A chegada de dezembro traz um clima festivo, com luzes e celebrações, mas também é um período marcado por um fenômeno emocional reconhecido por especialistas em saúde mental: a síndrome de final de ano. Essa condição é caracterizada por um acúmulo de sentimentos, como ansiedade, estresse, irritabilidade e sensação de cansaço extremo.

Durante essa época, muitas pessoas sentem uma pressão intensa para avaliar suas conquistas e fracassos, lidar com expectativas não atendidas e cumprir metas, tanto pessoais quanto profissionais. Essa pressão é agravada pela variedade de compromissos sociais, que incluem festas, confraternizações e a necessidade de fechar pendências até o final do ano. A neurocientista e psicanalista Ana Chaves explica que esse fenômeno ocorre quando as demandas do dia a dia se acumulam, levando os indivíduos a uma sobrecarga emocional. “É como se o tempo corresse mais rápido e o corpo não conseguisse acompanhar”, destaca.

Fatores que contribuem para esse quadro incluem a exaustão acumulada ao longo dos meses, aumento das tarefas no trabalho, comparações nas redes sociais, pressões financeiras específicas do período e a dinâmica de encontros familiares, que nem sempre são simples. Também é comum que, com o fim do ano, as pessoas reflitam sobre suas vidas, o que pode intensificar sentimentos de frustração ou tristeza.

Ana Chaves enfatiza a importância do autoconhecimento como ferramenta para lidar com o estresse.
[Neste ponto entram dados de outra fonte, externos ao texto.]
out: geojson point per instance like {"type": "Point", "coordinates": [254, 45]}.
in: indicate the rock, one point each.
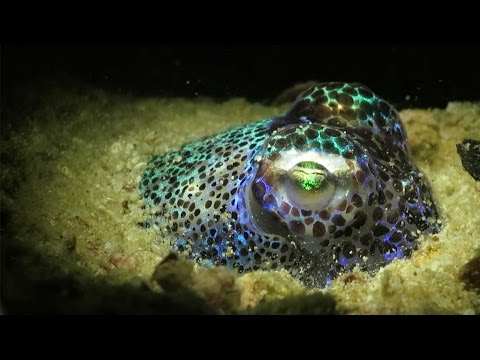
{"type": "Point", "coordinates": [469, 151]}
{"type": "Point", "coordinates": [289, 95]}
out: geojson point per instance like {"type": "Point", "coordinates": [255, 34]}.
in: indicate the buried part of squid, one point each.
{"type": "Point", "coordinates": [319, 190]}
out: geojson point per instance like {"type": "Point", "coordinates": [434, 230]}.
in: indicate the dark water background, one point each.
{"type": "Point", "coordinates": [408, 74]}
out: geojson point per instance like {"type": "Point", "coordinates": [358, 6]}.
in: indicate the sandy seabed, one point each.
{"type": "Point", "coordinates": [71, 212]}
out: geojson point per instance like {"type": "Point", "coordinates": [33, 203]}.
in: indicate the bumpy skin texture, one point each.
{"type": "Point", "coordinates": [318, 190]}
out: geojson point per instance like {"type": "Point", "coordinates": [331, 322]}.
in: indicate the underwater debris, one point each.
{"type": "Point", "coordinates": [469, 151]}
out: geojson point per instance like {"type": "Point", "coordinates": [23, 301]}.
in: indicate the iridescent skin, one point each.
{"type": "Point", "coordinates": [319, 190]}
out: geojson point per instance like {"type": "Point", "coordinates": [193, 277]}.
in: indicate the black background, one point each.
{"type": "Point", "coordinates": [426, 73]}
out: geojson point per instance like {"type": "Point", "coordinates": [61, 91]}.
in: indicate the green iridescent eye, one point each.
{"type": "Point", "coordinates": [310, 184]}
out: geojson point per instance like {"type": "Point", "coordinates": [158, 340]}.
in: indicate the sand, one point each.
{"type": "Point", "coordinates": [71, 215]}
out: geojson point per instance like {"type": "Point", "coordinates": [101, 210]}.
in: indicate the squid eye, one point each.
{"type": "Point", "coordinates": [310, 185]}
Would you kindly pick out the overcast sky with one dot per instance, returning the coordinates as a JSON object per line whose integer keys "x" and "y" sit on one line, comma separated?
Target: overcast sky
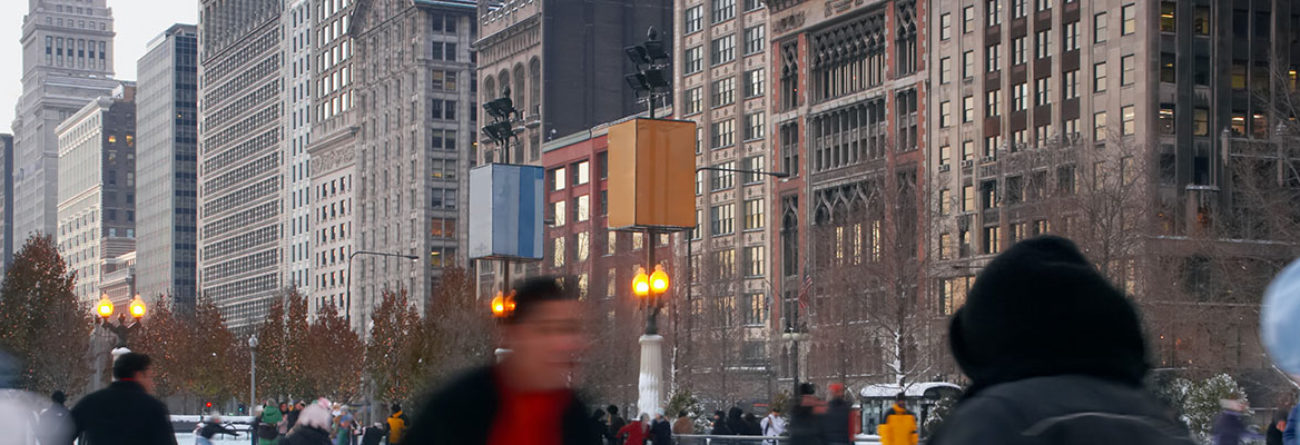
{"x": 137, "y": 22}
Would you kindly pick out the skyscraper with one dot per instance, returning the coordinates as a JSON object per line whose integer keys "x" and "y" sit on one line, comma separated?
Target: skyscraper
{"x": 297, "y": 253}
{"x": 167, "y": 130}
{"x": 66, "y": 61}
{"x": 96, "y": 195}
{"x": 416, "y": 125}
{"x": 333, "y": 154}
{"x": 242, "y": 146}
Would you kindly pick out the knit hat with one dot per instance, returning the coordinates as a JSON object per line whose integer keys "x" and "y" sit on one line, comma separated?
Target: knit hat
{"x": 1040, "y": 309}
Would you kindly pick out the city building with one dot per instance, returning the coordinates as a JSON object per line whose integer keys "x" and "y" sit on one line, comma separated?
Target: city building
{"x": 242, "y": 146}
{"x": 66, "y": 61}
{"x": 1135, "y": 128}
{"x": 333, "y": 152}
{"x": 720, "y": 68}
{"x": 167, "y": 133}
{"x": 848, "y": 106}
{"x": 562, "y": 78}
{"x": 601, "y": 262}
{"x": 417, "y": 122}
{"x": 96, "y": 195}
{"x": 297, "y": 250}
{"x": 7, "y": 247}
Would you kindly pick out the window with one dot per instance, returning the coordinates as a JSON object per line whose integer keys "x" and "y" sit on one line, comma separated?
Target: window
{"x": 1071, "y": 35}
{"x": 1127, "y": 69}
{"x": 723, "y": 133}
{"x": 754, "y": 262}
{"x": 581, "y": 172}
{"x": 583, "y": 245}
{"x": 754, "y": 39}
{"x": 559, "y": 212}
{"x": 694, "y": 60}
{"x": 1043, "y": 91}
{"x": 967, "y": 64}
{"x": 558, "y": 178}
{"x": 723, "y": 11}
{"x": 1099, "y": 126}
{"x": 723, "y": 50}
{"x": 1070, "y": 81}
{"x": 993, "y": 103}
{"x": 1019, "y": 51}
{"x": 1129, "y": 14}
{"x": 1099, "y": 27}
{"x": 693, "y": 102}
{"x": 722, "y": 219}
{"x": 694, "y": 20}
{"x": 558, "y": 253}
{"x": 1099, "y": 77}
{"x": 755, "y": 125}
{"x": 1019, "y": 96}
{"x": 993, "y": 57}
{"x": 754, "y": 82}
{"x": 1044, "y": 44}
{"x": 723, "y": 93}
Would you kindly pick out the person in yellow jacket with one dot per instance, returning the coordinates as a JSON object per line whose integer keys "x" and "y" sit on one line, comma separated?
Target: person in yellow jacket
{"x": 397, "y": 424}
{"x": 898, "y": 427}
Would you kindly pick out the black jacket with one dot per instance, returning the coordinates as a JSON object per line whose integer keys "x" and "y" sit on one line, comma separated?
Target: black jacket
{"x": 1061, "y": 410}
{"x": 122, "y": 414}
{"x": 306, "y": 436}
{"x": 463, "y": 413}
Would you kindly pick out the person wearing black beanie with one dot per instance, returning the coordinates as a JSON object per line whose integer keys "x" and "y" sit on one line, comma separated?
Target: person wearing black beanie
{"x": 1054, "y": 354}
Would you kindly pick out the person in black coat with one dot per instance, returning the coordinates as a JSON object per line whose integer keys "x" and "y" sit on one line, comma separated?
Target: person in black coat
{"x": 1054, "y": 354}
{"x": 545, "y": 337}
{"x": 125, "y": 413}
{"x": 56, "y": 423}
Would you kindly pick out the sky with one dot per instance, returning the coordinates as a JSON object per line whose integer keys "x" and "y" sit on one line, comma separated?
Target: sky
{"x": 137, "y": 22}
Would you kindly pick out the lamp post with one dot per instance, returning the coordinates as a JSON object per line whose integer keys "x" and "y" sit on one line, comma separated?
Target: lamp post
{"x": 252, "y": 372}
{"x": 350, "y": 256}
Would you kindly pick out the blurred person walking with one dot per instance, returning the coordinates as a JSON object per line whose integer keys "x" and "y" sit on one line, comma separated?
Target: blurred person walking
{"x": 313, "y": 426}
{"x": 125, "y": 413}
{"x": 1044, "y": 367}
{"x": 56, "y": 422}
{"x": 398, "y": 426}
{"x": 836, "y": 428}
{"x": 525, "y": 398}
{"x": 898, "y": 426}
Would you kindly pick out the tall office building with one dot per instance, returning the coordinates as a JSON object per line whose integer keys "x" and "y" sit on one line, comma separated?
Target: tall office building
{"x": 720, "y": 82}
{"x": 297, "y": 250}
{"x": 849, "y": 87}
{"x": 333, "y": 152}
{"x": 242, "y": 146}
{"x": 563, "y": 78}
{"x": 66, "y": 61}
{"x": 1114, "y": 106}
{"x": 7, "y": 247}
{"x": 96, "y": 195}
{"x": 167, "y": 120}
{"x": 416, "y": 117}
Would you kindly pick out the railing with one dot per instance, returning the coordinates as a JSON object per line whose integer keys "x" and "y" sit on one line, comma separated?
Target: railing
{"x": 754, "y": 440}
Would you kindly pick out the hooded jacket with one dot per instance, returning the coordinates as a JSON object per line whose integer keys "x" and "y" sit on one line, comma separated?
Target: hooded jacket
{"x": 1056, "y": 355}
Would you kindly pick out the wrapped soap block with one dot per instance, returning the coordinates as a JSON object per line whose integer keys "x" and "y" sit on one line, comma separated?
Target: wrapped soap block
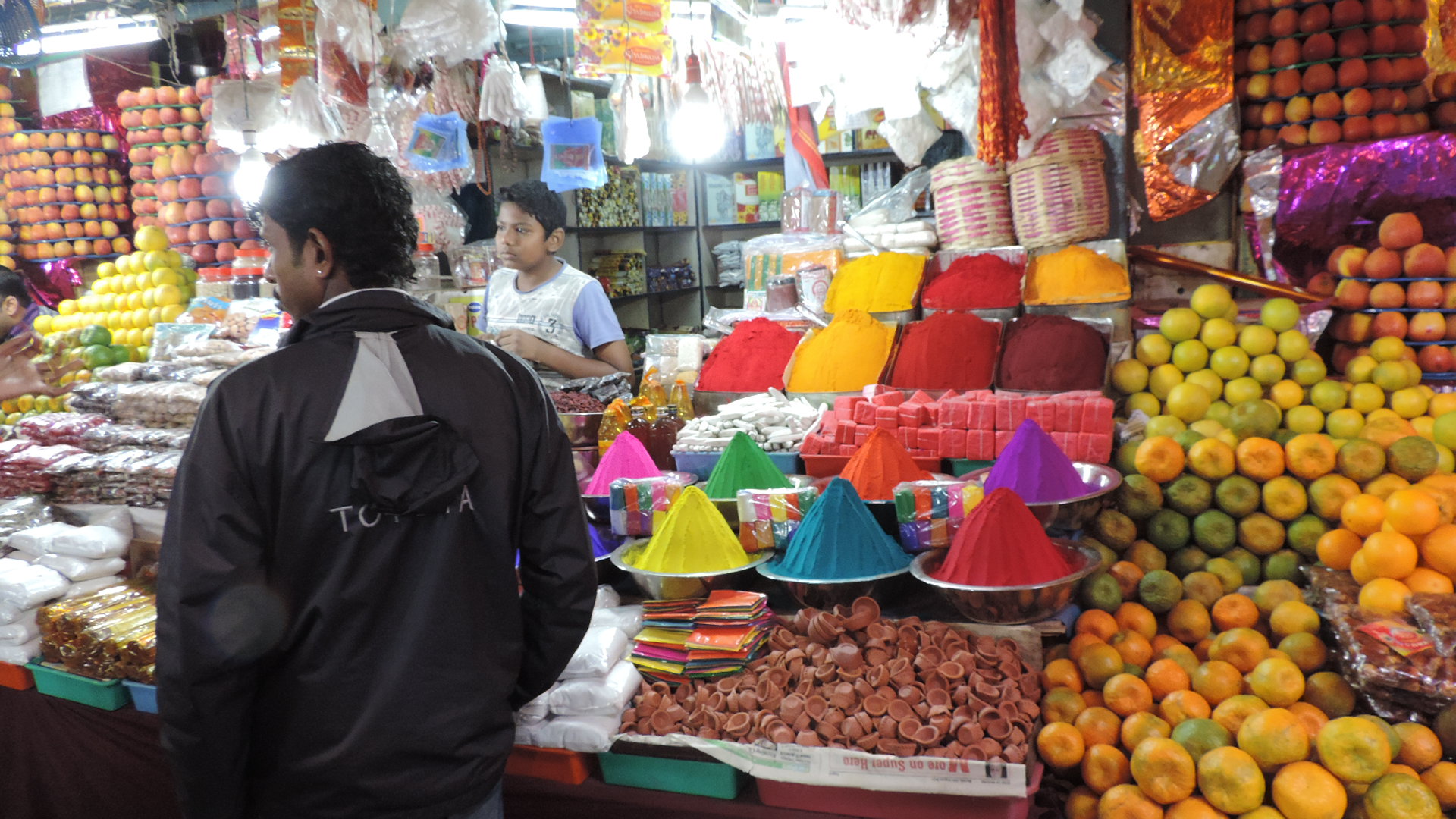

Reconhecer os próprios limites pode ajudar a suavizar a carga emocional. “Quando as pessoas aprendem a lidar com suas emoções sem culpa, elas conseguem atravessar essa fase de maneira mais leve”, afirma.

Para passar por dezembro com mais tranquilidade, Ana sugere algumas práticas: planejar atividades e compromissos com antecedência para evitar a acumulação de tarefas, estabelecer limites saudáveis, reduzir expectativas irreais e reservar momentos para descansar. Atividades prazerosas, exercícios físicos e técnicas de respiração podem ser decisivas para aliviar a tensão acumulada.

Além disso, é fundamental buscar apoio. Conversar com amigos, familiares ou profissionais de saúde mental pode ser um alívio importante. Ana destaca que a ideia de terminar o ano de maneira perfeitinha é uma ilusão. O mais saudável é tratar a si mesmo com gentileza, reconhecendo que cada um tem seu próprio ritmo.

Ana Chaves é uma profissional reconhecida na área, dedicada ao estudo do cérebro humano. Ela oferece orientações sobre crescimento pessoal e profissional, além de escrever colunas sobre equilíbrio emocional e desenvolvimento humano. Suas palestras e mentorias já impactaram a vida de milhares de pessoas, ajudando-as a alcançar seu potencial máximo.